I think you will have to be more specific about what kind of expert looked at the coin, and what did he or she do to come to this conclusion. What tests were performed on the coin? It is necessary to know this to figure out how much trust to put in his or her opinion.
If that is the metallic makeup, then I suggest you buy your friend a new machine for Christmas that can read metal content properly.
If they did a non destructive test like xrf or EDS on an SEM they DID NOT analyze the entire composition, only the surface. At best, you are only getting data from a few hundred microns below the surface. Your analytical expert should have been well aware of the limitations of the equipment and I'm surprised he\she didn't explain this to you. As I wrote in post #18, the composition you posted is consistent with a coin that was zinc plated after it left the mint and The new data confirms that. The Sn is likely from the Zn that was used in the plating bath. You have a post mint plated cent. The analytical data supports this and the opinions of knowledgeable numismatic experts on this thread (including one of the world's leading experts on error coins) supports this.
He explained that he was running the same tests that he runs on the machine to analyse and buy thousands of dollars of gold a day. Oh well. Thanks everyone for the input.
And the machine correctly identified this cent as not gold. They're cool machines, and I'd love to have one, but it won't turn me into an analytical chemist. Him, either.
Zinc coins are made out of zinc with a thin copper plating. They don't put anything in the zinc. It's zinc. It's not alloyed as I already posted. If Fred W. already posted in this thread, he knows more about it than your gold analyzer guy.

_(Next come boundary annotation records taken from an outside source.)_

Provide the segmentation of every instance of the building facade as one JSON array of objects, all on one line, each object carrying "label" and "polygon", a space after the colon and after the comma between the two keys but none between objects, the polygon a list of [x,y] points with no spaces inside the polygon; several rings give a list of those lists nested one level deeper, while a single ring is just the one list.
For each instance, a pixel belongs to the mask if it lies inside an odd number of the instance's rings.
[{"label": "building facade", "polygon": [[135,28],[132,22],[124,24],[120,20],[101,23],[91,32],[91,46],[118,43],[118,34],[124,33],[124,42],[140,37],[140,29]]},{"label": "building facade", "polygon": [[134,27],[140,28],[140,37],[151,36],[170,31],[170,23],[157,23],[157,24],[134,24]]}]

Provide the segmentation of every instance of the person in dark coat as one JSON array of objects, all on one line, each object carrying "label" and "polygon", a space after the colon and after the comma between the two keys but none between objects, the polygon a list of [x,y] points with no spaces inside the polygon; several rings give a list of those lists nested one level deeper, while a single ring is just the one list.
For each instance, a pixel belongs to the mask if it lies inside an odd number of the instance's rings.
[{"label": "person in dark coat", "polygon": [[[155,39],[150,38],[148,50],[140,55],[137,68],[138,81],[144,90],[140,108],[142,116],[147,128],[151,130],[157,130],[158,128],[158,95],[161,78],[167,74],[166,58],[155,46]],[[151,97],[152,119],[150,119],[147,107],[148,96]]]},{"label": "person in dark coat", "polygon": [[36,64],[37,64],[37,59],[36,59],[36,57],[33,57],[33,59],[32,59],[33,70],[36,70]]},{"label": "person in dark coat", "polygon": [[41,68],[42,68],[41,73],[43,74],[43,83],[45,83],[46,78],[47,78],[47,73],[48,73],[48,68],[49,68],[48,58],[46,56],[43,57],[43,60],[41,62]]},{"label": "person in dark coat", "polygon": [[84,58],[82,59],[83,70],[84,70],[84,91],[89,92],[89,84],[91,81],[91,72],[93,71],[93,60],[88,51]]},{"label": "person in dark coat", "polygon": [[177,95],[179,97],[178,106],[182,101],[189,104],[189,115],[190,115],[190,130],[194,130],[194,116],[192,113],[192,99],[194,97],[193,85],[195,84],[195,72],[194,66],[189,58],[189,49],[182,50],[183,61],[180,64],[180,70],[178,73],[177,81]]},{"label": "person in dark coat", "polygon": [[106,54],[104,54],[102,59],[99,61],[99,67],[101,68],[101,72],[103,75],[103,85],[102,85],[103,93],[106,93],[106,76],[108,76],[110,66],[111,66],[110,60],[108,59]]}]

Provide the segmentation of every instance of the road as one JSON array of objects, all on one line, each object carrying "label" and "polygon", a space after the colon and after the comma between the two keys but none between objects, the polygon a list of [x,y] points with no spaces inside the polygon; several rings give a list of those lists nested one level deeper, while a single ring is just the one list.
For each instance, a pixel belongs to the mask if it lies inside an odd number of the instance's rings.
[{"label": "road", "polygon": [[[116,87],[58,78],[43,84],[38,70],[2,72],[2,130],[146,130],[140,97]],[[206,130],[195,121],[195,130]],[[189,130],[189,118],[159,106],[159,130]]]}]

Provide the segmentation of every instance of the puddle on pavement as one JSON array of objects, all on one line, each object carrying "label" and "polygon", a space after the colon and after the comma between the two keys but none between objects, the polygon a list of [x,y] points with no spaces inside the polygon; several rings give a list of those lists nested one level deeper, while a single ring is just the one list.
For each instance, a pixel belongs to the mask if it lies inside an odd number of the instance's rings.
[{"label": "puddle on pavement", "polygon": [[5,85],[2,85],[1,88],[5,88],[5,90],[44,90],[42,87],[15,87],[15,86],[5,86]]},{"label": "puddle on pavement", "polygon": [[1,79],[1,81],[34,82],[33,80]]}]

Actually they do, they put a very small amount of copper in it because it helps the copper plating to adhere to the zinc. The copper and zinc readings are pretty much what you would expect to see from an XRF test on a normal copper plated zinc cent. The Ni and Ir readingsare probably from whatever plating was used on the cent post mint. The fact that the first test showed NO Sn, and the second shows 10% Sn tells me there is something wrong with one of the tests. I can believe the second test if the cent was plated with tin post mint. That would give you the readings you are getting from the second test and the silver color. I'm surprised that the first test didn't see any tin though.
@Conder101 Check out his pic of the readout in post #8. The program listed Sn over some of the peaks on the chart, but the readout listed Ir. I think the discrepancy is due to the algorithm used by the handheld unit and I think the Sn was just part of the Zn used in the plating bath.

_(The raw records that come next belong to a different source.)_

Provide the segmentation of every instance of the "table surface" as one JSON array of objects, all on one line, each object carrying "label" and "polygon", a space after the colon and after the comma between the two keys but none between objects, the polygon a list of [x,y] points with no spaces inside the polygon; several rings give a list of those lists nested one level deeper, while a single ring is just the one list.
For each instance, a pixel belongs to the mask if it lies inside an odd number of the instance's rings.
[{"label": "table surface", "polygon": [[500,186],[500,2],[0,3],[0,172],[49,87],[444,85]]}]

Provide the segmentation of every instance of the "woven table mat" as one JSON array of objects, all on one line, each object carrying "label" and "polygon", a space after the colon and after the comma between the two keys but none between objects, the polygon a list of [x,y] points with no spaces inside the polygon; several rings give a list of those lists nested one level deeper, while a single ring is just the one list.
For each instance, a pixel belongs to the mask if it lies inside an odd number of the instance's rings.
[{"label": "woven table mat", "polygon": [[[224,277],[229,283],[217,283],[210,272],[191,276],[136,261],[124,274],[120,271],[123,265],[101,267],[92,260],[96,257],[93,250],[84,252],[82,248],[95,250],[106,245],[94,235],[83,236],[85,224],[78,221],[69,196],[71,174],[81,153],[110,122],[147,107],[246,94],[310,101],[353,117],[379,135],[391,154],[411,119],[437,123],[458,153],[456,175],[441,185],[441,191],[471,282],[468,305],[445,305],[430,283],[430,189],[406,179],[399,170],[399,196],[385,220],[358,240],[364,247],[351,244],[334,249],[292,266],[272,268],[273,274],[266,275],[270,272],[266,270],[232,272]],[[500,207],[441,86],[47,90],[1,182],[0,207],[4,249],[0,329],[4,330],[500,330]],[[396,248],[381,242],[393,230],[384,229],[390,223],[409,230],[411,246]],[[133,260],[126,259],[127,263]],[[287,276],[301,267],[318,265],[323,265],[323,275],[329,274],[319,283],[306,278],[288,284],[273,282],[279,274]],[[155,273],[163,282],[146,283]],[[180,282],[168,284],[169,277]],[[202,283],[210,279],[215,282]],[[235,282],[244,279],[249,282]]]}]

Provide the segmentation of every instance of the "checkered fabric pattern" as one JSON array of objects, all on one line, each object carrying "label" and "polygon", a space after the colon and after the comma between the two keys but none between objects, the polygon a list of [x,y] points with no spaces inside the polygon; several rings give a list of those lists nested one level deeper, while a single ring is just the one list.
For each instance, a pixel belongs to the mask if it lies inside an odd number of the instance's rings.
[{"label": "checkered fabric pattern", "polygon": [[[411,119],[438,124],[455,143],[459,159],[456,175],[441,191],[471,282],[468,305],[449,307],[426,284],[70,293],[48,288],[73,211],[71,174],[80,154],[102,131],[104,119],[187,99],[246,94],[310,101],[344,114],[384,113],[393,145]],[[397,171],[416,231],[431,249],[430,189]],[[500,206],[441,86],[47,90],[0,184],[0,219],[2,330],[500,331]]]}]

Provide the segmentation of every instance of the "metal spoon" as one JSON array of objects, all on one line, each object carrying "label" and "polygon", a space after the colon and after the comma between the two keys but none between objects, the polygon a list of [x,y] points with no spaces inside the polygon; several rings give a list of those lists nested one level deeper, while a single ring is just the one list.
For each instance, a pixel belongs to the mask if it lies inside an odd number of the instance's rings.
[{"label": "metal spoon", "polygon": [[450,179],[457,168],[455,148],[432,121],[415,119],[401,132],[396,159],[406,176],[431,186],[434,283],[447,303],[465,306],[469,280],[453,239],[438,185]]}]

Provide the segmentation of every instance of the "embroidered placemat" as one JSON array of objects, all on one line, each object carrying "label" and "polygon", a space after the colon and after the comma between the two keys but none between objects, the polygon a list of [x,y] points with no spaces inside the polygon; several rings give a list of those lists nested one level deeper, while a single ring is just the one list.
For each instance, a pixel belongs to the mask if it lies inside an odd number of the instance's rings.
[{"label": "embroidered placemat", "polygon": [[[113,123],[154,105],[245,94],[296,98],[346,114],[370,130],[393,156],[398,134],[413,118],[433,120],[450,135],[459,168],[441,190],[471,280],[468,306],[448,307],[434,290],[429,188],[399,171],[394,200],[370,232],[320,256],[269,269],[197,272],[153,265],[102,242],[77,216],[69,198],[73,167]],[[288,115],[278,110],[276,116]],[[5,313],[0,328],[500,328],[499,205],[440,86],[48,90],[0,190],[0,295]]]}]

here's a resource. hope it helps you get past the generalized PMD evals. https://forums.collectors.com/discu...opper-zinc-cents-without-weighing-them#latest Toss them against an anvil. Bronze will "ting" and zinc will "thunk."
It's still a plated coin. The 'other' elements the machine is reading is probably the plating. The coin did not leave the US Mint looking like that, imo
Hmmmmmmmmm perhaps you could share his identity, I have some gold plated tungsten he might be interested in
Yeah, unless you're driving it with a cyclotron, I don't think an XRF meter is going to pick up on a tungsten core under a few hundred microns of gold.